High-Touch or High-Tech? That is The Question.. Virtually any industry professional will acknowledge the now two-decade evolution of financial markets whereby the electronification of equity, options, currency and even fixed income markets has been the primary catapult for business models wrapped in high-tech trading services, trading software applications and niche offerings advanced by trade execution providers throughout the global financial markets. As a consequence, “button-pushing” has displaced a myriad of traditional “high-touch” broker-dealers whose value-add had been completely dependent on human capital; professional traders who are experts at navigating markets and skilled at sourcing liquidity via networks of embedded relationships throughout the trading market ecosystem. One need only count the number of sell-side traders who have been “put out to the dinosaur pasture” to appreciate the impact of ‘progress.’ But, any industry trading technology wonk who insists they can hear the fat lady singing “the last nail is about to be placed in the coffin of high-touch trade execution”, a recent survey conducted by Consultancy Aite Groupe suggests that a significant number of buy-side managers greatly prefer high-touch to high-tech. Aite’s study is based on an online survey of 42 buyside firms throughout the second half of last year, with the majority of firms managing assets of more than $50bn.
Below excerpt from latest MarketsMedia.com story “High-Touch Hangs On in Equities” by Shanny Basar frames the story..
Fund managers still prefer high-touch, rather than electronic execution for more than a third of US cash equities and non-US cash equities according to new research.
Consultancy Aite Group said in a report Buy-Side Front-Office Trends: The ABCs of Trading Behavior that it is “mildly surprising” that high-touch execution styles are still preferred by investors for as much as 38% of US cash equities and 41% of non-US cash despite equities having the longest history of electronic trading and the earliest adoption of algorithms.
High-touch typically involves agency execution with discretion, principal/capital commitment and investors requesting a direct quote over the phone from a sales trader or passing an agency order for them to work.
“This may partially be explained by the increasing complexity associated with market fragmentation in the US equities market and the proliferation of dark pools and exchanges, all competing for order flow,” added Aite. “Average trade sizes have shrunk to less than 200 shares per trade, typically a small fraction of total order size.

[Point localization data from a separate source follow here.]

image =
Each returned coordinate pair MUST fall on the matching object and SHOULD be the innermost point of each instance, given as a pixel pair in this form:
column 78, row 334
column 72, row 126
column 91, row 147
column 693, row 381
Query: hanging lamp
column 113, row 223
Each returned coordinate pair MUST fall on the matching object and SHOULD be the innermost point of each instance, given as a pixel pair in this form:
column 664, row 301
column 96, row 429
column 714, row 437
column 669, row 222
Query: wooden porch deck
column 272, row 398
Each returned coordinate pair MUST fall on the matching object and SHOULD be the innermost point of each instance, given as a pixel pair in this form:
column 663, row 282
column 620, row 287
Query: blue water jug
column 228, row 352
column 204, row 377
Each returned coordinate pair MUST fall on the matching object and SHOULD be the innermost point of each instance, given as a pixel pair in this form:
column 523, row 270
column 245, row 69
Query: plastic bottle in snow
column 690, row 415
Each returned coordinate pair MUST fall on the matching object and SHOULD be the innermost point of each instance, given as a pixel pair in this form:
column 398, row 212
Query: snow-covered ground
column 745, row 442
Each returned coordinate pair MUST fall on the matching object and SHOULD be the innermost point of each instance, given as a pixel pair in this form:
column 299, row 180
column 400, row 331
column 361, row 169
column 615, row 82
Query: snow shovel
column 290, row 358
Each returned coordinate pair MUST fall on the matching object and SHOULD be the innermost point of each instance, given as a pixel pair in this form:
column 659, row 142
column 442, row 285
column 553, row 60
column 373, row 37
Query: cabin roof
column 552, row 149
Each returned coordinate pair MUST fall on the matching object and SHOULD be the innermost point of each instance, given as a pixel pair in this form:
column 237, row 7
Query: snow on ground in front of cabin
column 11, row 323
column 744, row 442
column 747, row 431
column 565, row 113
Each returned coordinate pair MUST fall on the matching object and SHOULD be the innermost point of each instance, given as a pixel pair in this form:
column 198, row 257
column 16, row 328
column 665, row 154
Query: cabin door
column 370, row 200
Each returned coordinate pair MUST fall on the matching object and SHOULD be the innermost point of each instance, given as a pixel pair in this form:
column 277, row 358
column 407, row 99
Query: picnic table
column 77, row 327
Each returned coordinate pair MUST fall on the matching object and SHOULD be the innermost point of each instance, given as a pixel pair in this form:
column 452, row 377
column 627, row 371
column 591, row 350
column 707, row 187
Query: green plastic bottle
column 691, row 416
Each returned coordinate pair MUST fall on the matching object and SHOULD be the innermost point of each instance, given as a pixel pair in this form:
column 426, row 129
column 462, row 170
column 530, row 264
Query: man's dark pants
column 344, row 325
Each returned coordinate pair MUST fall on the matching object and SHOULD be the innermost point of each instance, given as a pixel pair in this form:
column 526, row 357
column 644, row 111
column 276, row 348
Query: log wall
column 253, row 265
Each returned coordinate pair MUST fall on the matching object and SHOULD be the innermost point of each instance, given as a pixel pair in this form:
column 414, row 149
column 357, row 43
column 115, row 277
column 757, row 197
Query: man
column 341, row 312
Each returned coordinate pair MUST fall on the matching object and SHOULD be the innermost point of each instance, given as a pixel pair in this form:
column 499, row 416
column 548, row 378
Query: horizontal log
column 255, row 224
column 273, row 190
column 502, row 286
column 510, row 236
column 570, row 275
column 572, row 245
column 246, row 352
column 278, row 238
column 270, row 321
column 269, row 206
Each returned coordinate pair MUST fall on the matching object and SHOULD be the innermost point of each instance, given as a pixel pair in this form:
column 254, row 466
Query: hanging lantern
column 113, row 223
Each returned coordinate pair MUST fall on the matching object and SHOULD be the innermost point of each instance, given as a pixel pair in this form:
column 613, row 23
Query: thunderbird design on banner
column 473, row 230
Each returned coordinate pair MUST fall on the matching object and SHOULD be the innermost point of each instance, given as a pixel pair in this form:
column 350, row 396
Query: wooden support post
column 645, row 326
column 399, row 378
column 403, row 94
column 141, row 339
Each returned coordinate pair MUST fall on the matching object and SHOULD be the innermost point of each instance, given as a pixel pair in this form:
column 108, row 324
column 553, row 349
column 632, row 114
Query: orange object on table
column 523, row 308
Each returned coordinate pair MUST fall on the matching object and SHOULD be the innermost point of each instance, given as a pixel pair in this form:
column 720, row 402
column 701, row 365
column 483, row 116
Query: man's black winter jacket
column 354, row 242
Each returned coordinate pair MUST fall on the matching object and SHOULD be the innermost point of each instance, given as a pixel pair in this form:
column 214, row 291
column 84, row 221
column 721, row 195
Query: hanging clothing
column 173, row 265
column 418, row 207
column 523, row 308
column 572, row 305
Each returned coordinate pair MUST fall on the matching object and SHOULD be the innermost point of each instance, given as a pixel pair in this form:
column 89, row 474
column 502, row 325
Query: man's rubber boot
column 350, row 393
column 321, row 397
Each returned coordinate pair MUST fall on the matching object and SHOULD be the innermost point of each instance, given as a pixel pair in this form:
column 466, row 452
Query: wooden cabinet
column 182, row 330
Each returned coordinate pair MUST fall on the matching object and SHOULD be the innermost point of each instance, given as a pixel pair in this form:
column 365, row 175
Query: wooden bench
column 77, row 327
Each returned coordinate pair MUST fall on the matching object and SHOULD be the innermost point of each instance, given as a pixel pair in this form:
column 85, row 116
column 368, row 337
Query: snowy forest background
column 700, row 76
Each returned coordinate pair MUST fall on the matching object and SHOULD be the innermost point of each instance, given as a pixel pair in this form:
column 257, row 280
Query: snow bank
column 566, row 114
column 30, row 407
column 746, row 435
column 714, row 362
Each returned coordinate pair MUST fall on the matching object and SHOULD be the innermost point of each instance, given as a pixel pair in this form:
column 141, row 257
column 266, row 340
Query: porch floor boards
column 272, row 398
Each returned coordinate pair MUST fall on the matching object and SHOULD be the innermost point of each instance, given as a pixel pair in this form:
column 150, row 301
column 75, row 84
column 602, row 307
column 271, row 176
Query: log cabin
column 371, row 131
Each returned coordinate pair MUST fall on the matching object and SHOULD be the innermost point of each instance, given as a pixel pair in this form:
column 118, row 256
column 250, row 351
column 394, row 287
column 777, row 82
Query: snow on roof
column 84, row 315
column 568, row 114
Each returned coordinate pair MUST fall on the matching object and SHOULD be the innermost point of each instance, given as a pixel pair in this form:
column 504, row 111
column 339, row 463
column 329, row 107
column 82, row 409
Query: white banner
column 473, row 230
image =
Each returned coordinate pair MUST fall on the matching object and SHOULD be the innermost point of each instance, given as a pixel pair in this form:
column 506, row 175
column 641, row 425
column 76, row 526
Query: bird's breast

And at the same time, there continues to be challenges with sourcing liquidity for mid- and small-cap stocks.”
“As a result, sales traders remain relevant in assisting with trade facilitation and intermediating an agency block trade between two buyside customers with opposite sides of an equities trade.”
Sales traders are also sometimes asked to intervene in algorithmic orders, although intervention or suspension are both very rare. For example, human intervention may be required if intraday market conditions, such as extreme volatility, affect an algorithm’s performance.
However, the study also found that electronic trading continues to gain its footing across all asset classes at a steady pace across the globe. Therefore investors investors need to continue in invest in upgrading technology to find new sources of alpha, comply with new regulations, cut costs and increase efficiency. “The days of phone-based or plain vanilla chat-enabled trading are numbered,” added Aite.
However many broker-dealers have failed to keep up and have since gone the way of the Ford Pinto, there is a cadre of always-forward-thinking sell-side desks who refrained from making “all-in high tech” bets, and instead, embraced the proposition of combining the best of both high-touch and high-tech applications. According to Matt Villarreal, the head of global equities for agency-execution firm and boutique broker-dealer Mischler Financial Group, “Most thoughtful fund managers understand that risk-reward analysis applies not only to the underlying investment style or strategy, but also when mapping out execution strategies, and whenever “best execution” is a component that has to be weighed.” Added Villarreal, “Because “best execution” has become a ubiquitous phrase, every manager has their own opinion as to the meaning, often boiling down to “the right price at the right time when considering all of the factors.” The institutional managers we work with truly embrace the value of our combining bespoke, high-touch capabilities that extend across US domestic as well as international stocks, with best-in-class trading technologies in order to achieve their view of true best execution.”